首页 > 美文阅读

Stochastic gradient boosting

更新时间:2023-07-18 08:17:32 阅读：评论：0

怎么样做灯笼

Computational Statistics&Data Analysis38(2002)367–378

/locate/csda Stochastic gradient boosting

Jerome H.Friedman

Department of Statistics and Stanford Linear Accelerator Center,Stanford University,

Stanford,CA94305,USA

Abstract

Gradient boosting constructs additive regression models by quentiallyÿtting a simple parame-terized function(ba learner)to current“pudo”-residuals by least squares at each iteration.The pudo-residuals are the gradient of the loss functional being minimized,with respect to the model values at each training data point evaluated at the current step.It is shown that both the approximation accuracy and execution speed of gradient boosting can be substantially improved by incorporating ran-domization into the procedure.Speciÿcally,at each iteration a subsample of the training data is drawn at random(without replacement)from the full training data t.This randomly lected subsample is then ud in place of the full sample toÿt the ba learner and compute the m

odel update for the current iteration.This randomized approach also increas robustness against overcapacity of the ba learner.c 2002Elvier Science B.V.All rights rerved.

1.Gradient boosting

In the function estimation problem one has a system consisting of a random“out-put”or“respon”variable y and a t of random“input”or“explanatory”variables x={x1;:::;x n}.Given a“training”sample{y i;x i}N1of known(y;x)values,the goal is toÿnd a function F∗(x)that maps x to y,such that over the joint distribution of all(y;x)values,the expected value of some speciÿed loss function (y;F(x))is minimized

F∗(x)=arg min

F(x)

E y;x (y;F(x)):(1) Boosting approximates F∗(x)by an“additive”expansion of the form

F(x)=

亚运征文tie的现在分词m=0

ÿm h(x;a m);(2)

0167-9473/02/$-e front matter c 2002Elvier Science B.V.All rights rerved. PII:S0167-9473(01)00065-2

368J.H.Friedman /Computational Statistics &Data Analysis 38(2002)367–378

where the functions h (x ;a )(“ba learner”)are usually chon to be simple functions of x with parameters a ={a 1;a 2;:::}.The expansion coe cients {ÿm }M 0and the parameters {a m }M 0are jointly ÿt to the training data in a forward “stage wi”manner.One starts with an initial guess F 0(x ),and then for m =1;2;:::;M

(ÿm ;a m )=arg min ÿ;a N i −1 (y i ;F m −1(x i )+ÿh (x i ;a ))(3)

and

F m (x )=F m −1(x )+ÿm h (x ;a m ):(4)Gradient boosting (Friedman,1999)approximately solves (3)for arbitrary (dif-ferentiable)loss functions (y;F (x ))with a two step procedure.First,the function h (x ;a )is ÿt by least squares

a m =arg min a ; N i =1[˜y im − h (x i ;a )]2(5)

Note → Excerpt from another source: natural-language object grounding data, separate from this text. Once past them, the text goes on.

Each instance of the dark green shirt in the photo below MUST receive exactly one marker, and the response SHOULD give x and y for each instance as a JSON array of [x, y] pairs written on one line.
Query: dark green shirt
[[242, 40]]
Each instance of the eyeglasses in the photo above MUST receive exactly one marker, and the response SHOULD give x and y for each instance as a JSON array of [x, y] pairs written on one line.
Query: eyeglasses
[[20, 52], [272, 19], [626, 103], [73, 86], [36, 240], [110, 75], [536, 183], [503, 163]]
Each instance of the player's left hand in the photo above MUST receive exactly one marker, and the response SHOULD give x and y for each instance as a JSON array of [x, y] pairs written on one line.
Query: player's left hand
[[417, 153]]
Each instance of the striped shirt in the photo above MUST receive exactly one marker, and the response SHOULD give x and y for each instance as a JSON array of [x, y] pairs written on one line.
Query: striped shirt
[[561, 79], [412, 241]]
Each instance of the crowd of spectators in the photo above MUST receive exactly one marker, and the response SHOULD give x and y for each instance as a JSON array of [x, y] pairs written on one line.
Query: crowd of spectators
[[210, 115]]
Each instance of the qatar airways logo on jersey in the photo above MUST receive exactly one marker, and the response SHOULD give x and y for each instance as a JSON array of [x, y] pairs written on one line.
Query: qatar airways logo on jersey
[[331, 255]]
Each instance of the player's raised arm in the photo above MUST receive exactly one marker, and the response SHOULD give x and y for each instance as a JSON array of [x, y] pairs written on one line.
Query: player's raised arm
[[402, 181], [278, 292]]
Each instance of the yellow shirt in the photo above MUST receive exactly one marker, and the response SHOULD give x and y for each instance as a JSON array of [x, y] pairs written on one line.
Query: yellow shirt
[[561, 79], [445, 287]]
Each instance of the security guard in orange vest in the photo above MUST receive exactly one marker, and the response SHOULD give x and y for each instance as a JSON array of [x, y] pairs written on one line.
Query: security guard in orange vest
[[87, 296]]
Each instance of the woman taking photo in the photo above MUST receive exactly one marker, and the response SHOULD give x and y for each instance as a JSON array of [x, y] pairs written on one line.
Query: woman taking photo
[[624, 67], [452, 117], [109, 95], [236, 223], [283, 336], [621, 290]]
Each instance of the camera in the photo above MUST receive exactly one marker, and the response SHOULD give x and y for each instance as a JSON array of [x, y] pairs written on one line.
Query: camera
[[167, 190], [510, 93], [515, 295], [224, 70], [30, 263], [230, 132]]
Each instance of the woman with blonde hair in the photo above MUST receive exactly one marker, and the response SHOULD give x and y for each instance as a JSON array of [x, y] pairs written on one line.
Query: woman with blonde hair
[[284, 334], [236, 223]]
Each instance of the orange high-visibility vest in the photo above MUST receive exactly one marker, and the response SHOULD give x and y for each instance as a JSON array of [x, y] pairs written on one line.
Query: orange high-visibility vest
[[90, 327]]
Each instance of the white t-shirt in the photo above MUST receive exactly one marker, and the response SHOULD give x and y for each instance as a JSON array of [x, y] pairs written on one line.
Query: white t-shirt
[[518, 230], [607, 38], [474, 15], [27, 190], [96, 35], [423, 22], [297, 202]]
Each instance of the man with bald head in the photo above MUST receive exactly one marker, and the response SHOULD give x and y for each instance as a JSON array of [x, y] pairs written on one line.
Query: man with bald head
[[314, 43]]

to the current “pudo”-residuals ˜y im =− @ (y i ;F (x i ))@F (x i ) F (x )=F m −1(x )

:(6)Then,given h (x ;a m ),the optimal value of the coe cient ÿm is determined

ÿm =arg min ÿN i =1 (y i ;F m −1(x i )+ÿh (x i ;a m )):(7)

空开头的四字成语

This strategy replaces a potentially di cult function optimization problem (3)by one bad on least squares (5),followed by a single parameter optimization (7)bad on the general loss criterion .Gradient tree boosting specializes this approach to the ca where the ba learner h (x ;a )is an L terminal node regression tree.At each iteration m ,a regression tree partitions the x space into L -disjoint regions {R lm }L l =1and predicts a parate constant value in each one

h (x ;{R lm }L 1)=L

l −1 y lm 1(x ∈R lm ):(8)

Here y lm =mean x i ∈R lm (˜y im )is the mean of (6)in each region R lm .The parameters of this ba learner are the splitting variables and corresponding split points deÿning the tree,which in turn 影托邦

deÿne the corresponding regions {R lm }L 1of the partition at the m th iteration.The are induced in a top-down “best-ÿrst”manner using a least squares splitting criterion (Friedman et al.,1998).With regression trees,(7)can be solved parately within each region R lm deÿned by the corresponding terminal node l of the m th tree.Becau tree (8)predicts a constant value y lm within each region R lm ,the solution to (7)reduces to a simple “location”estimate bad on the

J.H.Friedman /Computational Statistics &Data Analysis 38(2002)367–378369

criterion

lm =arg min x i ∈R lm (y i ;F m −1(x i )+ ):

The current approximation F m −1(x )is then parately updated in each corresponding region

F m (x )=F m −1(x )+ · lm 1(x ∈R lm ):

The “shrinkage”parameter 0¡ 61controls the learning rate of the procedure.Empirically (Friedman,1999),it was found that small values ( 60:1)lead to much better generalization error.This leads to the following algorithm for generalized boosting of decision trees:

Algorithm 1:Gradient TreeBoost 1F 0(x )=arg min N i −1 (y i ; ).2For m =1to M do:3˜y im =− @ (y i ;F (x i ))@F (x i ) F (x )=F m −1(x );i =1;N 4{R lm }L 1=L −terminal node tree ({˜y im ;x i }N 1)5 lm =arg min x i ∈R lm (y i ;F m −1(x i )+ )6F m (x )=F m −1(x )+ · lm 1(x ∈R lm )7endFor.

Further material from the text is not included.